This study will use magnetic resonance imaging (MRI) to identify brain regions involved in
social and emotional reasoning. It will identify differences in brain activity during task
performance between people who have a nervous system illness and those who do not. MRI is a
diagnostic tool that uses a strong magnetic field and radio waves to produce images of
structural and chemical changes in the brain.
Healthy normal volunteers between 21 and 55 years of age who are right-handed and are native
English speakers may be eligible for this study. Candidates will be screened with a medical
history, including psychiatric and neurological information.
Participants will be asked to perform social and emotional reasoning tasks, such as sorting
and judging rules and rule violations, while undergoing MRI scanning. Some tasks may simply
involve viewing items on a screen. Others may involve solving complex problems and
responding by pressing buttons. During the scan, the subject lies on a table in a narrow
cylinder (the scanner) containing a magnetic field. The scan will last about 2 hours, with
subjects asked to lie still for up to 10 minutes at a time.
The purpose of the protocol is to localize the neural regions and systems mediating the
forms of knowledge representations hypothesized by the principal investigator to be stored
in the human prefrontal cortex. Utilizing a variety of experimental neuropsychological
tasks during functional MRI, we will investigate hypotheses regarding the role of the
dorsolateral prefrontal cortex in planning, problem solving, economic exchange and
reasoning; and the role of ventromedial prefrontal cortex in social cognition and emotional
processing. We will ascertain the relationship between so-called [cold] cognitive processes
such as planning and [hot] social processes such as mate choice and specific brain regions
within the prefrontal cortex. We will also attempt to determine the relationship between
non-frontal neural structures involved in emotional expression, such as the amygdala, and
those frontal neural structures involved in executive functions that may modulate emotion.
In addition, we will attempt to determine the requirements for frontal-parietal versus
frontal-temporal network involvement in spatial landmark tasks. The data that we collect in
this protocol will be of value in identifying a set of neural regions and distributed
networks mediating the forms of knowledge representation stored in the prefrontal cortex.
These questions will be addressed over seven separate studies with healthy, normal adult
volunteers. The studies will employ within- and between-subject, event-related fMRI
designs. The data collected will consist of behavioral measures of cognitive and emotional
performance/judgment and corresponding fMRI images.
In all the studies, subjects will consist of healthy, native English-speaking,
right-handed volunteers, as measured by the Edinburgh Handedness Inventory. Subjects will
range in age from 21 to 55 years old and they will be included regardless of race.
In studies 4 and 5, equal numbers of males and females will be recruited owing to previous
findings of significant sex differences on such tests. In all other studies subjects will
be recruited indiscriminately on the basis of sex.

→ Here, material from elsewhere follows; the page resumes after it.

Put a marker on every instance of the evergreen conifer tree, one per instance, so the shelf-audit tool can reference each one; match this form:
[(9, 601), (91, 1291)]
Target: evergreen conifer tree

Non-native English speakers and non-right handers will be excluded as mentioned above, as
will non-neurologically normal volunteers. Subjects younger than 21 and older than 55
will be excluded. A pregnancy test will be employed with all women of childbearing age.
The results must be negative in order to proceed with the MRI.
Subjects with any of the following: aneurysm clip; implanted neural stimulator; implanted
cardiac pacemaker or auto-defibrillator; cochlear implant; ocular foreign body, e.g. metal
shavings; insulin pump; or irremovable body piercing will be excluded from the study due
to the possible dangerous effects of the magnet upon metal objects in the body.